Nebraska’s highest court declares a deceased woman’s marriage void and reverses financial transactions she made benefiting her husband, finding that she lacked the mental capacity to enter into the marriage. Malousek v. Meyer (Neb., No. S-20-470, July 30, 2021).

Molly Stacey and Steven Greg Meyer began living together in 2009. In 2015, Ms. Stacey was diagnosed with cancer. The cancer spread and her condition deteriorated. A few weeks before she died, Ms. Stacey married Mr. Meyer. She also named him a joint owner on two bank accounts, changed the beneficiary designations on her other accounts to name Mr. Meyer and his son, and executed quitclaim deeds on her houses to leave them to Mr. Meyer on her death.

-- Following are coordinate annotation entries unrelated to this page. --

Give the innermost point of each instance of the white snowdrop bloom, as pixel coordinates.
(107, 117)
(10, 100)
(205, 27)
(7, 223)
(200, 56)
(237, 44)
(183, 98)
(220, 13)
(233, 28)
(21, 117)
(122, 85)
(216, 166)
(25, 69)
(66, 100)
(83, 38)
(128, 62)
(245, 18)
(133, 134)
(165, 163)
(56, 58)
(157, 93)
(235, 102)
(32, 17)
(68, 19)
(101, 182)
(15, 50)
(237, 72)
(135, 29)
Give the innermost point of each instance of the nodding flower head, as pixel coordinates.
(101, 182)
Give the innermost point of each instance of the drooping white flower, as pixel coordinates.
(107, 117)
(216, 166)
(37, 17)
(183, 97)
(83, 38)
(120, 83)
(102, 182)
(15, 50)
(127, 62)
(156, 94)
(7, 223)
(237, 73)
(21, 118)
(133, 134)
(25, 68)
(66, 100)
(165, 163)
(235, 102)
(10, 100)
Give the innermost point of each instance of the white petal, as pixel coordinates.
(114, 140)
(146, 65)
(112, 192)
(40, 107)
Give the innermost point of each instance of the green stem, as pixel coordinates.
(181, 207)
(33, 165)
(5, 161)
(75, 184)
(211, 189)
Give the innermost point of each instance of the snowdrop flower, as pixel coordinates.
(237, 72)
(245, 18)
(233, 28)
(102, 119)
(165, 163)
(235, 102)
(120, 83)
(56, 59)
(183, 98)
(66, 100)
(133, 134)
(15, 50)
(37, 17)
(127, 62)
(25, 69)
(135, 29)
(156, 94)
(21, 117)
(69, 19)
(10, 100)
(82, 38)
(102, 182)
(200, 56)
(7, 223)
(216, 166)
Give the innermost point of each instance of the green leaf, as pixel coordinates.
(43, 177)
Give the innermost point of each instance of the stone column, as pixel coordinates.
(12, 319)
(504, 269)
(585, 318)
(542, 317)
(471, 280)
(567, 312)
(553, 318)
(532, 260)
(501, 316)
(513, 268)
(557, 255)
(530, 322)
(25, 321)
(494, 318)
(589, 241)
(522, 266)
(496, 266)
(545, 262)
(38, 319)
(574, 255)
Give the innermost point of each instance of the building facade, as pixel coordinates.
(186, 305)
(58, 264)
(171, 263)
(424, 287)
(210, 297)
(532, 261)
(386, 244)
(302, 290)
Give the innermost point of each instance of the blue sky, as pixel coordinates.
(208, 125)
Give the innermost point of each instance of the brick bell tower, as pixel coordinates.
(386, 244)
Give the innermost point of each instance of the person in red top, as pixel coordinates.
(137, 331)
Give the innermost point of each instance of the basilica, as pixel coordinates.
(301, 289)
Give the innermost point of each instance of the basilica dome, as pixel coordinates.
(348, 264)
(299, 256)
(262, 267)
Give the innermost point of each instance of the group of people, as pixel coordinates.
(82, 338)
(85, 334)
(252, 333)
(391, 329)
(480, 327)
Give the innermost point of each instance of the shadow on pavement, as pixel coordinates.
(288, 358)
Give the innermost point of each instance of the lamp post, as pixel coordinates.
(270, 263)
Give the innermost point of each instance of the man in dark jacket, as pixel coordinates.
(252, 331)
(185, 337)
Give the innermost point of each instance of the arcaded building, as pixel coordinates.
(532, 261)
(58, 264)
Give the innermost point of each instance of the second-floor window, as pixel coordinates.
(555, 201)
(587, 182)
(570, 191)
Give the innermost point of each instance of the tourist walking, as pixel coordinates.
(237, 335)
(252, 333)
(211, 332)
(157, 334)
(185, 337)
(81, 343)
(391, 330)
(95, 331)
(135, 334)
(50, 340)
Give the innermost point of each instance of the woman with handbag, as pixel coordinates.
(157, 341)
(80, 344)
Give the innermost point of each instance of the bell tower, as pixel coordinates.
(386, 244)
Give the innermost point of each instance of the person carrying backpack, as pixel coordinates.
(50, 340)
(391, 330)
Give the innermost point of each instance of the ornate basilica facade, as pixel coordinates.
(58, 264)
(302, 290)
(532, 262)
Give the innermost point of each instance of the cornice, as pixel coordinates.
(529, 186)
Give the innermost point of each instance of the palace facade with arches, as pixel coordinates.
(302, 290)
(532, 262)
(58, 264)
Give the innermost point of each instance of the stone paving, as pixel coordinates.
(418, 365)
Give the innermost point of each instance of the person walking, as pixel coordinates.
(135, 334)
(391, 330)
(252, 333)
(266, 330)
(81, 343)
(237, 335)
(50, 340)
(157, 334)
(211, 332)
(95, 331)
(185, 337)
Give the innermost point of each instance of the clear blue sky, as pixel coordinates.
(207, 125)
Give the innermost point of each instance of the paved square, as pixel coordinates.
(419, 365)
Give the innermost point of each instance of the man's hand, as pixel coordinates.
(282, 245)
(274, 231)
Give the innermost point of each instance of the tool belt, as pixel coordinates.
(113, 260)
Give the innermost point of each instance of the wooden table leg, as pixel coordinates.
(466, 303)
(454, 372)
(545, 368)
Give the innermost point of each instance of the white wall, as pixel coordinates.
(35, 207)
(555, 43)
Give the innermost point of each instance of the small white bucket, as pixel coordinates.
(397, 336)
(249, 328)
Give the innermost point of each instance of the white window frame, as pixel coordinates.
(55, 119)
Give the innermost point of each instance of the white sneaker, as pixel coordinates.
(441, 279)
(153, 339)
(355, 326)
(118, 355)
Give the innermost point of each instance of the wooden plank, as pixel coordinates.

After Ms. Stacey died without a will, her children filed a declaratory judgment action against Mr. Meyer and his son, seeking to have the marriage be annulled and the property transactions declared void. The children argued that Ms. Stacey’s actions resulted from undue influence and that she lacked capacity due to her illness. They produced evidence that she had declared she never wanted to marry, that she didn’t want Mr. Meyer to have her assets, and that she was isolated and incoherent at the time of the marriage. The trial court found in favor of the children, and Mr. Meyer appealed.

The Nebraska Supreme Court affirms, holding that the marriage is void because Ms. Stacey lacked mental capacity. According to the court, given the witness credibility, “the evidence of [Ms. Stacey’s] mental incapacity at the time of the marriage and disputed transactions, and the evidence that the marriage and disputed transactions ran contrary to the plans [Ms. Stacey] consistently expressed to her friends and family through the years, we find that there was clear and convincing evidence that [Ms. Stacey] lacked the capacity to marry [Mr. Meyer} or complete the disputed financial transactions.”